King of Jazz is crazy pants. It’s a two-strip Technicolor fantasia directed by John Murray Anderson that’s been lovingly restored in all its lurid, can’t-look-away glory and presented in the highest quality by the Criterion Collection. If you know anything about music of the 1930s then you may question the movie’s assertions concerning jazz royalty. Such questions would be grounded in reason. You may need to put reason aside for this one in exchange for the unfolding spectacle. Giant pianos! Showgirls that tower over the streets of Manhattan! Oswald the Lucky Rabbit! All singing, all dancing, King of Jazz just about has it all and it’s brought to you through the strange magic of the two-strip Technicolor process. Red and green may not fully render the color spectrum but what color it does render is glorious.

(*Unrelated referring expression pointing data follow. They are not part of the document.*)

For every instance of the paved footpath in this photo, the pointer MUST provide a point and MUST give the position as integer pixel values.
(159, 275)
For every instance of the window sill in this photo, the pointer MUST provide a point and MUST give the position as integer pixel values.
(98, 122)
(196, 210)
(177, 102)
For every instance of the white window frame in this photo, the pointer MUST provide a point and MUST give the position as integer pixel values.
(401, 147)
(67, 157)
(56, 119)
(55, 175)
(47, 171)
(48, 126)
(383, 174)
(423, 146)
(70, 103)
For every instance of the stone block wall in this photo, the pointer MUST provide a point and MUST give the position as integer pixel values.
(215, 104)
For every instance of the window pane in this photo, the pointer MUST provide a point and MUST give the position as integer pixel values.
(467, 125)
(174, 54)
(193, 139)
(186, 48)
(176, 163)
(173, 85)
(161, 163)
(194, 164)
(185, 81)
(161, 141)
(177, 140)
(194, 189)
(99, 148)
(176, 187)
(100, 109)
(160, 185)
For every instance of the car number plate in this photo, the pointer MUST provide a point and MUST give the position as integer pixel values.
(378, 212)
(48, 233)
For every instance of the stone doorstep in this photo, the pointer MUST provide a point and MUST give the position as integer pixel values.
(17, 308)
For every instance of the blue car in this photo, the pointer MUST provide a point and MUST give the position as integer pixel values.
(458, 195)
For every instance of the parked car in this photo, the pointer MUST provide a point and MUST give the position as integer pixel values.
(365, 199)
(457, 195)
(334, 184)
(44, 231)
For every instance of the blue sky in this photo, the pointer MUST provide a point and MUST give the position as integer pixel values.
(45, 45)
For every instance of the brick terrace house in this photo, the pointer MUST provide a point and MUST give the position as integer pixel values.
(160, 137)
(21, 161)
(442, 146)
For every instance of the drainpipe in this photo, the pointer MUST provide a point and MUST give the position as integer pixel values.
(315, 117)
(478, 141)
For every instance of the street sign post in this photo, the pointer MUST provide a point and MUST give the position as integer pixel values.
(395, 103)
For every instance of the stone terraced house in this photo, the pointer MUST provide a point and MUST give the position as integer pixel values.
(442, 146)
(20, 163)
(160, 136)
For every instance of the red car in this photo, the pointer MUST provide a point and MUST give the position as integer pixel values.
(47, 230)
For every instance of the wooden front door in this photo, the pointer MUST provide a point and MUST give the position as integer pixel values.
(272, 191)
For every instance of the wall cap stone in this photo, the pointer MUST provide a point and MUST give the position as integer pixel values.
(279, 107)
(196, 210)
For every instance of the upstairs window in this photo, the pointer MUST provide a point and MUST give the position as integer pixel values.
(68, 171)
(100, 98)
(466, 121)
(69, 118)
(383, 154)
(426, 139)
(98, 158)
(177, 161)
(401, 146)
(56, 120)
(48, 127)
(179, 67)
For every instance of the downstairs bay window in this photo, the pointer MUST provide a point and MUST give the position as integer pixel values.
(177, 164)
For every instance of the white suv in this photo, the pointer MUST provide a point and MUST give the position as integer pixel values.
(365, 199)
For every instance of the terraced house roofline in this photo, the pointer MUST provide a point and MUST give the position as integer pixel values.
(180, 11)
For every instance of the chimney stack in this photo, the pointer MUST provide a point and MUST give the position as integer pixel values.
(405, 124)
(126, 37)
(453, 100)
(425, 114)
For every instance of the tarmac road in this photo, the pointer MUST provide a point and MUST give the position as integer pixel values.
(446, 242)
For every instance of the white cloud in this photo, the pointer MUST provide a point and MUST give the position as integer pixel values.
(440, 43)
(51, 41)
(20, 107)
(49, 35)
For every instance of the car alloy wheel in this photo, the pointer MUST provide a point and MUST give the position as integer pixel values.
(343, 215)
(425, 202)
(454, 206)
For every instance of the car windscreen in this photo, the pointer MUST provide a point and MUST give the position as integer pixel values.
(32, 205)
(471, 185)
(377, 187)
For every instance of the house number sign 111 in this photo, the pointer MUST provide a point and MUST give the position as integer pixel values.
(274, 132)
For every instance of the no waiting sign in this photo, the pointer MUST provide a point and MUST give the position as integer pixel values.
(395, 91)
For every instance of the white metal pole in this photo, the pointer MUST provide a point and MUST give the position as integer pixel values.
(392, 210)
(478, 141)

The risque cover to this edition is a repurposed, vintage Film Daily advertisement that likely promoted the picture to exhibitors. It required some work to make the art camera-ready for the package. Art Director, Eric Skillman, provided it with the ad copy already removed. It was then up to me to recreate the lettering along the bottom in order to accommodate the director’s name. We also wanted to remix the color so that it drew from the two-strip palette and integrate better with the film imagery used throughout.
The name of the game with King of Jazz is variety. The structure of the movie owes more to vaudeville than the conventional Hollywood musical. There are some spoken intros and a handful of skits but there’s no over-arching narrative. It plays like a night at the Orpheum only with the overlay of seriously inventive movie magic.
It felt to me the best compliment to that structure is to cram as much variety into the typography as possible, so that the pages of the 16 page booklet as well as each screen of the DVD menus would offer something special at every turn. The type styles and techniques come straight from the jazz age yet were filtered through the movies quirky sensibilities.
The collages, mirroring and kaleidoscopic imagery in the booklet —all techniques used in the movie— are born of practical necessity. The pictures are all frame grabs from the movie. Even when the source is high resolution, it tempts the fates to use frame grabs from a movie of this era. The grain structure can be formidable. You’ve got to reduce the size of a picture in order for it to tighten up. By creating backgrounds that are assembled of multiple frames that have been reduced over all, the integrity of the pictures hold up a lot better. The feeling I hoped to impart with the booklet was something that felt like a theater program handed out of the night of the big show.